What a Trip to the Wood Recycling Tells You About Wordsworth

It’s a simple question: before Wordsworth wrote his parts of Preface and ruined everything, was simple living actually an exploration of transcendence?

It’s a Tuesday morning and Matt and I are digging through the wood recycling in the mud when a white truck spilling old wood shakes up and the passengers get out to unload. It’s rather a fascinating dialogue. A sort of rapid-fire exchange of contractions. Some highlights: ‘el not want that f***r. ‘pen the gate. S***er’ll lie.

Metrically but not metaphysically interesting.

And then after, I go home to a housemate reading Wendell Berry, rhapsodizing about the socio-economic implications of agricultural done well, and the transcendent truths brought to us by rivers. Wordsworth seemed to think that education by the woods happened on accident. Or it happened all the time, and all someone needed to do was jump into dirt to find Nature God. The conversation I overheard at the wood recycling suggests that this is not the case. But then, there is Berry, and the fact that nature interpreted can provide certain instructions.

Let’s ignore, for a moment, that it might be the case those values are layered onto nature and not drawn out of it.

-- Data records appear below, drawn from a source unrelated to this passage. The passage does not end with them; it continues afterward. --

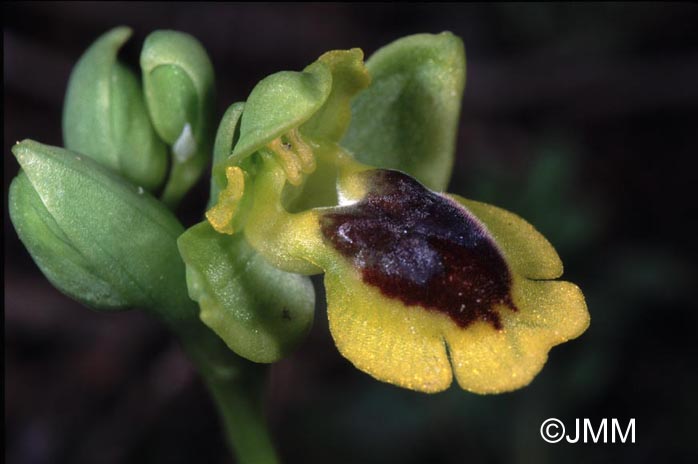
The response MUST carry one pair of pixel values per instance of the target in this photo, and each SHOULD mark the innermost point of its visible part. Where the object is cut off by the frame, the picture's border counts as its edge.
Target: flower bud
(105, 118)
(98, 238)
(178, 86)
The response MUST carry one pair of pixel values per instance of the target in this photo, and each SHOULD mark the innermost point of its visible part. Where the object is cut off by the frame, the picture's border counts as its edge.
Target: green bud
(178, 85)
(407, 119)
(105, 118)
(260, 312)
(97, 237)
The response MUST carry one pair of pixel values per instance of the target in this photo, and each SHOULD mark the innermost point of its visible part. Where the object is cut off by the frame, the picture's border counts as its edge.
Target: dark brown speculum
(421, 248)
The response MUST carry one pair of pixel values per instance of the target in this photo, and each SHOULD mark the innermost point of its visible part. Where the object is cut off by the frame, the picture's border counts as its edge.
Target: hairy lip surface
(421, 248)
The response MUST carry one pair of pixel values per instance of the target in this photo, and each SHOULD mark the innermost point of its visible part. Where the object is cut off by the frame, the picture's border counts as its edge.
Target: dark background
(583, 119)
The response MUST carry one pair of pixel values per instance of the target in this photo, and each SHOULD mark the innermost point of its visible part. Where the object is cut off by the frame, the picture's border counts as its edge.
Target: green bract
(407, 119)
(178, 86)
(98, 238)
(104, 115)
(259, 311)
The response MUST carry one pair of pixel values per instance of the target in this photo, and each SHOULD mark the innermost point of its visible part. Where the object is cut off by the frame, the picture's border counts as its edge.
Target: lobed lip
(421, 248)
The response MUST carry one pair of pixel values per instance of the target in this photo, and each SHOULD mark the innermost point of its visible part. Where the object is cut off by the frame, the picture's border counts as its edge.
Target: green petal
(349, 76)
(104, 226)
(261, 313)
(408, 118)
(178, 86)
(226, 136)
(279, 103)
(105, 118)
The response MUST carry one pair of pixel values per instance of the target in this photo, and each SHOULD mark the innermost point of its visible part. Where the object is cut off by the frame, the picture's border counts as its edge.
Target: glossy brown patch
(421, 248)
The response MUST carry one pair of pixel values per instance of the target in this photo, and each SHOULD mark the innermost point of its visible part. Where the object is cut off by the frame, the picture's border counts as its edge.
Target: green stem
(237, 387)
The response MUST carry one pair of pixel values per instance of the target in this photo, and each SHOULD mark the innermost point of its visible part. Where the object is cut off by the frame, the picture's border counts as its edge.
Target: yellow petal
(527, 252)
(394, 343)
(408, 341)
(489, 361)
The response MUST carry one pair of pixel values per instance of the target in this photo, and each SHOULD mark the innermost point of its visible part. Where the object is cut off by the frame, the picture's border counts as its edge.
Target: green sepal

Wordsworth is rather a tricky rhetorician: he suggests that Nature be chosen over urban complication for its ethical instruction. But Nature only works if the urban model of inquiry is brought into it. That being the case, Wordsworth is almost a brilliant chap: in writing Preface, he establishes a structure according to which his point is true. Not true because working at the wood recycling will make you a good poet, but true because a person who has already been in the city, a person who would read Wordsworth, would likely find philosophy in the woods.

1 comment:

  1. Yeah. It was a great rhetorical move for Wordsworth, but also a major source of contention between Coleridge and him. The problem w/ the Preface is that, while it does create a rhetorical space for Romanticism to work, it also reveals too many of Wordsworth's philosophical weaknesses. He's a terrible philosopher.